Note that $8|4^a+4^b$. hence each of a and b are $>0$.
hence $4^{b-1}(4^{a-b}+1)=(\frac{t-1}{2})(\frac{t+1}{2})$.
equating the odd parts and even parts we get the answers.
A: Consider ,
$4^{x}+4^{y}+4^{z}=k^{2}.$
Assume that $x \geq y \geq z$.
It is immediately obvious that $k$ is even. 
Let $k=2m$ where $m$ is an integer.
Thus we have,
$4^{x}+4^{y}+4^{z}=4m^{2}$, assuming that $x,y,z \geq 2$, we have,
$4^{x-1}+4^{y-1}+4^{z-1}=m^{2}$, and so we return to our intial equation. 
If we repeat this procedure until at least one of $x,y,z$ are $0$, we shall reach the equation you described.
$1+4^{p}+4^{q}=n^{2}$ where $p,q,n$ are arbitrary integers. (*)

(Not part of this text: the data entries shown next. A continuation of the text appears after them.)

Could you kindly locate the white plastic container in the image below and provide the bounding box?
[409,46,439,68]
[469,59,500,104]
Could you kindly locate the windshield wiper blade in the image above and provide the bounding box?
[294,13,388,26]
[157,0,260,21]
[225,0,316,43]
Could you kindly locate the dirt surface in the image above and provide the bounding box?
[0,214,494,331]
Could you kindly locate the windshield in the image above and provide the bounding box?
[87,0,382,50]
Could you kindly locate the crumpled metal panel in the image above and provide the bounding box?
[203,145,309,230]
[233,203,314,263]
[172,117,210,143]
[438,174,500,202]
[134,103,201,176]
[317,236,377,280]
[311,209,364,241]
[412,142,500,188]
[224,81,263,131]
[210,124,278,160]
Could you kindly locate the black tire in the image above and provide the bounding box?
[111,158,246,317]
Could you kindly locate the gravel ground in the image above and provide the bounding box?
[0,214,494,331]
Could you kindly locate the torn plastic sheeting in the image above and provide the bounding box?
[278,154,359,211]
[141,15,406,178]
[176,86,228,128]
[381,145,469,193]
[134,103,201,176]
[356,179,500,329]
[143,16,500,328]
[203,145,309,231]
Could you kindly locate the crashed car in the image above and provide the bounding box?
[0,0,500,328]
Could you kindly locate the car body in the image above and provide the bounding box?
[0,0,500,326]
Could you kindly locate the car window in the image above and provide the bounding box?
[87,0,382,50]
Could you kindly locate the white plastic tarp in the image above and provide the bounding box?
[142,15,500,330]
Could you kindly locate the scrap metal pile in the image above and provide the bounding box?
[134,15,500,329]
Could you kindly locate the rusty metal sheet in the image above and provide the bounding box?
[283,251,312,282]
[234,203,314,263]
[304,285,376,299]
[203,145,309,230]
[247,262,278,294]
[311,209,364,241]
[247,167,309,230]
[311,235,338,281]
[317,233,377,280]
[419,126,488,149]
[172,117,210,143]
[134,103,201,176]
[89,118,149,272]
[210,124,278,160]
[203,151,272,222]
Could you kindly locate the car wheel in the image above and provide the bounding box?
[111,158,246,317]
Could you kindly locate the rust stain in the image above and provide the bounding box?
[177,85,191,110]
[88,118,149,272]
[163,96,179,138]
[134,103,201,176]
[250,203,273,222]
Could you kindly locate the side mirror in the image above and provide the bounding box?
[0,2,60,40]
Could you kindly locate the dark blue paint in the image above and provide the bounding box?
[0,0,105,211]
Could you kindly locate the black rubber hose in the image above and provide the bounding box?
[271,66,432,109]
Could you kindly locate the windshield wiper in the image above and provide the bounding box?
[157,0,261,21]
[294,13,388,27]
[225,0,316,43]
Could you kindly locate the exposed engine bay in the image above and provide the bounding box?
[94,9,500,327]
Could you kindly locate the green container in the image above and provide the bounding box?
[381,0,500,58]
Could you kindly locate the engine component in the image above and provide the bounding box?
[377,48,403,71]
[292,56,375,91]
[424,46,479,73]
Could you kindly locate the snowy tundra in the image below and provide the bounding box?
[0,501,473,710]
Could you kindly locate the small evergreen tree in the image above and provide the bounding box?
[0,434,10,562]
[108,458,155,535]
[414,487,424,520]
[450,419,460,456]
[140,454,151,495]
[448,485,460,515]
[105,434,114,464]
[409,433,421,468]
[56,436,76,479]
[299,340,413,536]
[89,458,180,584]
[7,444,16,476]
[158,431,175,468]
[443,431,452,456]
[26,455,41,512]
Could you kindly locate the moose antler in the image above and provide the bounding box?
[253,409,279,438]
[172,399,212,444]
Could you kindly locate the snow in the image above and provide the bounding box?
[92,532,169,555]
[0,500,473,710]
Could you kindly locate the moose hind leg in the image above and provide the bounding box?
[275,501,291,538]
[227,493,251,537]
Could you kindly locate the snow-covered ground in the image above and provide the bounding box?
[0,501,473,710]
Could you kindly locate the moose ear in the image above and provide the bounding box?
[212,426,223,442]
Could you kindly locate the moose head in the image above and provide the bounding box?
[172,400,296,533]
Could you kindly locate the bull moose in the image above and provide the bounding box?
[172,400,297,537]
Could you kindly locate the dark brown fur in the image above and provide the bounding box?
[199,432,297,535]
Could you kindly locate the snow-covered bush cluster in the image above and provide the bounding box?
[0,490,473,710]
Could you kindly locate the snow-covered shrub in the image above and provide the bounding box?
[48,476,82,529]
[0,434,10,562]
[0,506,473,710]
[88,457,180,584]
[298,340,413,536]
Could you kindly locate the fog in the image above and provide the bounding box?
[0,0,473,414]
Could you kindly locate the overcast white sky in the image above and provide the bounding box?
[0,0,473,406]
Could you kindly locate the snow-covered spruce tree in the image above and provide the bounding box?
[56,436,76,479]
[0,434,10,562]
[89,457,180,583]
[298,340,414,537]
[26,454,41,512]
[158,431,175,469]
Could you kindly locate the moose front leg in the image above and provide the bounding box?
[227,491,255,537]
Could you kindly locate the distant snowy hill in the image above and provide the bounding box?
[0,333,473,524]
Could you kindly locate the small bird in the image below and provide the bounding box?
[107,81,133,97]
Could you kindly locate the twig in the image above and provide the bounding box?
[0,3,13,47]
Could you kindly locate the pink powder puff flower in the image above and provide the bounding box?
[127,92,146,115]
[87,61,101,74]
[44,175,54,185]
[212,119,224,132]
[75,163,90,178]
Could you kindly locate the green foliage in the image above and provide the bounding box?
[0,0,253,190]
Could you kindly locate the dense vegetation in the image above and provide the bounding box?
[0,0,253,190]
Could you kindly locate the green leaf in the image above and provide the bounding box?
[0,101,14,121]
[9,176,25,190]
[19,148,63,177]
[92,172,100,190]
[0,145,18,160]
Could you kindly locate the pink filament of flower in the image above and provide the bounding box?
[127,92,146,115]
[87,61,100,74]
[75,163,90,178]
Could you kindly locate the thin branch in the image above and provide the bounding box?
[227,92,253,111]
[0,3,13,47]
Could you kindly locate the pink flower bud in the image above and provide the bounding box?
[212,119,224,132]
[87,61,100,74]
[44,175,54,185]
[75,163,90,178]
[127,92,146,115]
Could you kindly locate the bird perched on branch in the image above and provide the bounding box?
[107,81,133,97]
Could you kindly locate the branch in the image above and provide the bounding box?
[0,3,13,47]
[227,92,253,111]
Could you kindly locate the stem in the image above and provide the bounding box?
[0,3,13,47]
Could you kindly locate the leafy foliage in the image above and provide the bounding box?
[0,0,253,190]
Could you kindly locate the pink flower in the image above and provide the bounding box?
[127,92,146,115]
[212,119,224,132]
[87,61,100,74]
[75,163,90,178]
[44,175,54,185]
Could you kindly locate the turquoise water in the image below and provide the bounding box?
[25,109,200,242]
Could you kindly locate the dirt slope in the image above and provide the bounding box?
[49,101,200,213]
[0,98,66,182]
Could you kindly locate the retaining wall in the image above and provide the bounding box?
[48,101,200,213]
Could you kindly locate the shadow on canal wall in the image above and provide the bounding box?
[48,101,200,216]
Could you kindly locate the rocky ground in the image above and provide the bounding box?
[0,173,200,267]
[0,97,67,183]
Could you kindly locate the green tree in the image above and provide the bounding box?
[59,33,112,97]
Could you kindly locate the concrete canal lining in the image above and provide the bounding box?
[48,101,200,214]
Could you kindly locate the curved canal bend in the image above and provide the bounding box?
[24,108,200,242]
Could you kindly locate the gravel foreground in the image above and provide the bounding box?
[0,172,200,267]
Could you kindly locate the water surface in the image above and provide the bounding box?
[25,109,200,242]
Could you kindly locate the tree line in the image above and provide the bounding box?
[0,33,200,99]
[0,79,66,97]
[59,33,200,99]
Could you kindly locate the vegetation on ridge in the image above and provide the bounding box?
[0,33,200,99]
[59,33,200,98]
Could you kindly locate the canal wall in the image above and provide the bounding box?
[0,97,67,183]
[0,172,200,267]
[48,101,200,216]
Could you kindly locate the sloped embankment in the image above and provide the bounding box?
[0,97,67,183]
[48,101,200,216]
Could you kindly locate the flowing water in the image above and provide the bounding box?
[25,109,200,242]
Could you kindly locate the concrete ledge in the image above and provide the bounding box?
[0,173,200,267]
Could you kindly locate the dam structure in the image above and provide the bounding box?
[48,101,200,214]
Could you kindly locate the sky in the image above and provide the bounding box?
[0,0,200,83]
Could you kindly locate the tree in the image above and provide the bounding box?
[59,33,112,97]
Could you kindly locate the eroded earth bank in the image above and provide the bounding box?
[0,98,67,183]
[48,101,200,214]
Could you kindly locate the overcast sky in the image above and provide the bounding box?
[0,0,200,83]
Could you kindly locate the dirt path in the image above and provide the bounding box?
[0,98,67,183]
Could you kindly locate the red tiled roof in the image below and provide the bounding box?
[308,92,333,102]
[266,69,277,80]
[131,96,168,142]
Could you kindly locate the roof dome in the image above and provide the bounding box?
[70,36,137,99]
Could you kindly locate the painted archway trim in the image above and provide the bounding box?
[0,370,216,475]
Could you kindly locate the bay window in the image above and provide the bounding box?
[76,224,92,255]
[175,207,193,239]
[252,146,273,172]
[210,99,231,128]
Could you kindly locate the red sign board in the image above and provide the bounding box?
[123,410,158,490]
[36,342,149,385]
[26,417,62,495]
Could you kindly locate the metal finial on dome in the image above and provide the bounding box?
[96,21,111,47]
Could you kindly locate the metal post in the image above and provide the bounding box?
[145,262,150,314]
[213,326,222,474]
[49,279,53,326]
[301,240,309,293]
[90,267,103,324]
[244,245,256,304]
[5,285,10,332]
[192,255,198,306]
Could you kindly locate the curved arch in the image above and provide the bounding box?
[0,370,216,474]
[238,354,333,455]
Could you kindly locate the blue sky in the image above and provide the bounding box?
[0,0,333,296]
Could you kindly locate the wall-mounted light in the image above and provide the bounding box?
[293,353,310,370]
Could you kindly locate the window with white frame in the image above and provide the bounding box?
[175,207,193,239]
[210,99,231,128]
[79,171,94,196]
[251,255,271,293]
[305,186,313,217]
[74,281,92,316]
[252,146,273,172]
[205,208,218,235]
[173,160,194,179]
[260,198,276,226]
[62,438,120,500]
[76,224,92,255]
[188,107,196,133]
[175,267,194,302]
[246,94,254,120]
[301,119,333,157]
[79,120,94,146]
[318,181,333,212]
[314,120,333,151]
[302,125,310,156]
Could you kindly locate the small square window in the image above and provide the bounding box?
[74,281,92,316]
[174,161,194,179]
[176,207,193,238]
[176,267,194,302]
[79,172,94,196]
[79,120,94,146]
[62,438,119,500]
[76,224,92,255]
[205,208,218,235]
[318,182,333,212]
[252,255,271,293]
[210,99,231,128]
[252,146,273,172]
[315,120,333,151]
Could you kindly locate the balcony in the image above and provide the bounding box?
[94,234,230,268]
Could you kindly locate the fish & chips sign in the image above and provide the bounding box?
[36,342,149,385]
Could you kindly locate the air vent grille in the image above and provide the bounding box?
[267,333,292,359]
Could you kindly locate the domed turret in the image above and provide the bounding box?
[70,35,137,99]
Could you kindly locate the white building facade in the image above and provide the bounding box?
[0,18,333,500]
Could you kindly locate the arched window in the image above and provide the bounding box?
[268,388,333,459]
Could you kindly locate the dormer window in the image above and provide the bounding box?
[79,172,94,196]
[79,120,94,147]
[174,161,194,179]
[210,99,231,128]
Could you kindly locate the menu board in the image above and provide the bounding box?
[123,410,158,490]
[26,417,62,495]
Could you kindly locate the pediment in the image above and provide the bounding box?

WLOG let $p>q$, so we have,
$4^{q}(4^{p-q}+1)=(n-1)(n+1)$.
(*) revealed that $n$ is odd and so $n-1,n+1$ are consecutive even integers. Thus one of these integers must be divisible by a power of $4$, and the other must be of the form $2b$ where $b$ is odd.
And so we have, 
$4^{q-1}(4^{p-q}+1)=\frac{(n-1)}{2}\frac{(n+1)}{2}$. (Credit to Samiron)
Equating, the odd and even parts, we are left with,
$\frac{n-1}{2}=4^{q-1} \Rightarrow n=2(4^{q-1})+1,$ and
$\frac{n+1}{2}=4^{p-q}+1 \Rightarrow n=2(4^{p-q})+1$.
Finally, 
$4^{p-q}=4^{q-1} \Rightarrow \frac{p+1}{2}=q$
Hence (*) becomes,
$1+4^{p}+4^{\frac{p+1}{2}}=n^{2} \Rightarrow (1+2^{p})^{2}=n^{2}, \Rightarrow n=2p+1$ ,  and we are done.
NB:  If we equate, 
$\frac{n-1}{2}=4^{p-q}+1 \Rightarrow n=2(4^{p-q})+3$ and,
$\frac{n+1}{2}=4^{q-1} \Rightarrow n=2(4^{q-1})-1$
Hence, 
$2(4^{q-1})-1=2(4^{p-q})+3 \Rightarrow 2(4^{q-1})=2(4^{p-q})+4 \Rightarrow 4^{q-1}=4^{p-q}+2 \Rightarrow 4^{q-1}-4^{p-q}=2$
And so we have a pair of numbers that are multiples of $4$, that differ by $2$. This is clearly not possible. Hence this case yields no solutions.